Bazı araştırıcılar bu cereyanın ilk ayağı olarak Hintalt kıtasında Seyyid Ahmet Han ve Mısır'da Muhammed Abduh'u gösterirler, sonrasında onu tilmizi Reşit Rıza ve Fazlurrahman takip eder. Bizdeki Ankara Okulu ve onun kültürel açılımı olan İslamiyat/kitabiyat çalışmaları tamamen Fazlurrahman'ın düşünceleri üzerine kurulmuş gibi görünüyor. Tabii ki Muhammed Ali Lahori ve onun gözde takipçisi (kopyacısı mı demeliydim) Muhammed Esed'i unutmuyoruz.
Bu güruh tek kaynak olarak Kuranı referans alır. Hadislerin güvenirliliğinden derin bir kuşku içindeler. Sünnet denilen olgu tek kelimeyle ata yadigarı asılsız ve mesnetsiz bir gelenek. Biricik merci Kuran, ancak bu bildiğimiz ve alıştığımız cinsten otantik bir Kuran değil.

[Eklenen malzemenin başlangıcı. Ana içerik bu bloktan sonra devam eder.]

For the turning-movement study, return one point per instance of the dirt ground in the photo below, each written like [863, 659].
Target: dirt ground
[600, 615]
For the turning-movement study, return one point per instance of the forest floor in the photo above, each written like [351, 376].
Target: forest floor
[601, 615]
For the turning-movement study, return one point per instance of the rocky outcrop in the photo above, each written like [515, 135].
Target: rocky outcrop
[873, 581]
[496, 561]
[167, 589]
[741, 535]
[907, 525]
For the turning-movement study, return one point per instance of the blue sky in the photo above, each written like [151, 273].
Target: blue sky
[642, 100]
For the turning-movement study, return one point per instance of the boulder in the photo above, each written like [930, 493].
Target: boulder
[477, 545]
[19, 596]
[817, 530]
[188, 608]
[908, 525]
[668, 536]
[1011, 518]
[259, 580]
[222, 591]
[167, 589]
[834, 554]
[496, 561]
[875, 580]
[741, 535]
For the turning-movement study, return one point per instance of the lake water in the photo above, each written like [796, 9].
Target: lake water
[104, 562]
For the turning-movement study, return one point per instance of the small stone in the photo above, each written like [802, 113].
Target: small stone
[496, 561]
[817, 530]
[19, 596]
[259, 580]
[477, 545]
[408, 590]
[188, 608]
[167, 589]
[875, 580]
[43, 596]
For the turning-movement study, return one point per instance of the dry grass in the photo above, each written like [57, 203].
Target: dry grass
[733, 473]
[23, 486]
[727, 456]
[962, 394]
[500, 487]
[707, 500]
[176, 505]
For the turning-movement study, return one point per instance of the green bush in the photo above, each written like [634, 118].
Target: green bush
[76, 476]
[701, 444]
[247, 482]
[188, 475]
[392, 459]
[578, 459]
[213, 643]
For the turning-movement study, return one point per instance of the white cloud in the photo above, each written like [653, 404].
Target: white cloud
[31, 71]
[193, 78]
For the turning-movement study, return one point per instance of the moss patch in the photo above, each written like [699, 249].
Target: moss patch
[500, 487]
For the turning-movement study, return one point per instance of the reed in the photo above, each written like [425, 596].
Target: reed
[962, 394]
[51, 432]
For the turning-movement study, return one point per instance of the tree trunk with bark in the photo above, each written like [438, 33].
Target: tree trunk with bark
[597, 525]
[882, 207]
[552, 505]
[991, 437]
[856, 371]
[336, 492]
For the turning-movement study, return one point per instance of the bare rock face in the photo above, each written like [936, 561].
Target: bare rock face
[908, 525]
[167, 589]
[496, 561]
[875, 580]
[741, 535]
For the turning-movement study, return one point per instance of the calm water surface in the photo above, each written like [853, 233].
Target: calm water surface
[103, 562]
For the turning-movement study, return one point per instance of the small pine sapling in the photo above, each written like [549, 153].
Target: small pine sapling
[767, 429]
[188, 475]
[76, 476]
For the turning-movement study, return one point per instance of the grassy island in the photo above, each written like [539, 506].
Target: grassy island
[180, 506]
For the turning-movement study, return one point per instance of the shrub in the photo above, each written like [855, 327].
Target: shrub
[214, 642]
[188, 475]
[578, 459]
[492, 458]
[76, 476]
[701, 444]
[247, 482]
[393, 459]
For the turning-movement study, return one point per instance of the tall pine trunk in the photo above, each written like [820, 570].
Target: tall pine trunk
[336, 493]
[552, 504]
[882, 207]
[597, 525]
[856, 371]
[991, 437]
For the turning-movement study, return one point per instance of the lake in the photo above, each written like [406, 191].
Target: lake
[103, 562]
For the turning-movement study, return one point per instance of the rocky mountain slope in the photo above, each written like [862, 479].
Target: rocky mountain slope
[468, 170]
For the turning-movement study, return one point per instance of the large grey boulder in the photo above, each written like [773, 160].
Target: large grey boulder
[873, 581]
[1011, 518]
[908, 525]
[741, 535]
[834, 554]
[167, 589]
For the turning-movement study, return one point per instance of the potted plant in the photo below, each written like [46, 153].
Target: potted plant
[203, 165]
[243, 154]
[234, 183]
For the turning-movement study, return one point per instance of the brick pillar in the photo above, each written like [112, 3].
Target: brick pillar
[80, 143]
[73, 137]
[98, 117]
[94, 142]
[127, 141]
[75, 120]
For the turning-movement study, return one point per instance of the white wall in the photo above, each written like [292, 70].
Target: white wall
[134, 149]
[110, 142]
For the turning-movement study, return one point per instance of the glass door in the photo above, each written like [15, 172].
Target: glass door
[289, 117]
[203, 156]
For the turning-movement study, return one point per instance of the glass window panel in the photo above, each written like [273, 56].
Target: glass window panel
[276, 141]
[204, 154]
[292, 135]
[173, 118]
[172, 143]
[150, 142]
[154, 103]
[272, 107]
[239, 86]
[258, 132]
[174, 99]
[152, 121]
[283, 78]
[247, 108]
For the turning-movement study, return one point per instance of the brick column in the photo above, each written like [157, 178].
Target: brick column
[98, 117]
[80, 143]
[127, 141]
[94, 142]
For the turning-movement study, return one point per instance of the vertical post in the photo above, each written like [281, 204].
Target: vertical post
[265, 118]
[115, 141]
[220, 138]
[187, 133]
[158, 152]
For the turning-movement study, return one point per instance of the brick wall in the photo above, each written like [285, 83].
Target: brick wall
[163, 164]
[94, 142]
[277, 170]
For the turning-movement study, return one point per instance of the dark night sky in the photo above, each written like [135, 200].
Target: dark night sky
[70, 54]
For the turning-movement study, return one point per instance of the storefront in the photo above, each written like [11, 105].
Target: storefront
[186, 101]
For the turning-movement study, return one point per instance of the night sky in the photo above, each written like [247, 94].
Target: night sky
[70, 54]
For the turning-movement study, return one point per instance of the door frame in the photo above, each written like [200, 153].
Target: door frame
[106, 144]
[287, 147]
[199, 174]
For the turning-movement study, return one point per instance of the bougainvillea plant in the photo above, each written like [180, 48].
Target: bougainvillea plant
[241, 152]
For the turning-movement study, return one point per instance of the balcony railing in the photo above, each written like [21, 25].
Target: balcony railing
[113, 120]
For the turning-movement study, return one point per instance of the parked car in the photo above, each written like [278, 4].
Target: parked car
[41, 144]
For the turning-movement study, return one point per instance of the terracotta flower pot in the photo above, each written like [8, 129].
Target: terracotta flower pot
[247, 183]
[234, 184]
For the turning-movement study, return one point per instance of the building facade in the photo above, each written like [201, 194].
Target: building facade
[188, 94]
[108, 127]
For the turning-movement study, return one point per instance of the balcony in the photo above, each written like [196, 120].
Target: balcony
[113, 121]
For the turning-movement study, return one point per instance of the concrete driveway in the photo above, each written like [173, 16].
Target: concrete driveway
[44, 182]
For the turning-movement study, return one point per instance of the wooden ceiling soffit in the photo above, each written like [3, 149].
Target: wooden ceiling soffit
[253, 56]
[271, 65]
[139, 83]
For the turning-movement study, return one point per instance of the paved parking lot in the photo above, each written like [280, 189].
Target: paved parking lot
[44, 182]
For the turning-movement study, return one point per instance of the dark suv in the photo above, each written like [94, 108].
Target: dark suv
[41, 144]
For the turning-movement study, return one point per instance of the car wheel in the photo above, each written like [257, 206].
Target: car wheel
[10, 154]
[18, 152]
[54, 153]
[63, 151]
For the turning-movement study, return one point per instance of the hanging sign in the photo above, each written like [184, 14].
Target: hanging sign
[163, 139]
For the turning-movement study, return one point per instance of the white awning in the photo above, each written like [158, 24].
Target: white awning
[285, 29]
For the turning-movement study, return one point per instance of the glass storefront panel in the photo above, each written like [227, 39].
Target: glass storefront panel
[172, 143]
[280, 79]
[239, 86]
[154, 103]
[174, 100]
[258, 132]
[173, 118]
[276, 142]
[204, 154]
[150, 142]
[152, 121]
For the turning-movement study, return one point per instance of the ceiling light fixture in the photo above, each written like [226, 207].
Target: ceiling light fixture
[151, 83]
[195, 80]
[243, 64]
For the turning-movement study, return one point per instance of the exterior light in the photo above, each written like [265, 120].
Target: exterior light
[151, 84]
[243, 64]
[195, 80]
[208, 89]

Yeniden tanımlanmış, kurgulanmış ve modern süzgeçten geçirilmiş çağdaş bir Kuran. Tam da İslam düşmanı olan oryantalist paradigmaya denk düşen bir okuma biçimi.
MÜNKABIZ DÜŞÜNCE
Ebu Zeyd ve Hasan Hanefi ise son dönemlerin en sari bir hastalığı olan 'tarihsellik', 'zamansallık' saçmalığına yürekten inanmış bulunuyorlar. Kuran ve İslam, belli bir tarihsel zaman kesitinin, muayyen bir coğrafi ve sosyal yapının eseri. Muhatap sadece bedevi Araplar. Bu münkabız düşüncenin dahi mimarları yine malum zevat yani müsteşrikler.
Bediüzzaman merhumunda bir yerde vurguladığı gibi, sünnetsiz bir Kuran, anlaşılması zor hatta imkansız, muallimsiz bir kitapla eşdeğer. Hz. Peygamberi yani konuşan Kuranı, aradan çektiğiniz zaman, her açıya göre bir renk ve görünüm sergileyebilen, tamamen nesneleşmiş, yol gösterici olma vasfını yitirmiş ilahi bir metin çıkar ortaya. Bu durum hedefi, 'halis hidayet' olan ilahi beyanın açık ifadesiyle tezat teşkil etmekte.
Misyonsuz, vizyonsuz, inşasız ve iddiasız bir İslam imajı. Tam da batılı efendilerin (müsteşrikler) arzu ettiği sevindirici bir durum bu. Modernist düşüncenin mayasında bu tarz ölümcül bir İslami anlayış ve algılayış hakim. Derin metafizik arka planından arındırılmış/koparılmış bir İslam. Modernist eğilimli Müslüman düşünürlerin bu felaketi görmemesi daha doğrusu görememesi büyük bir gaflet.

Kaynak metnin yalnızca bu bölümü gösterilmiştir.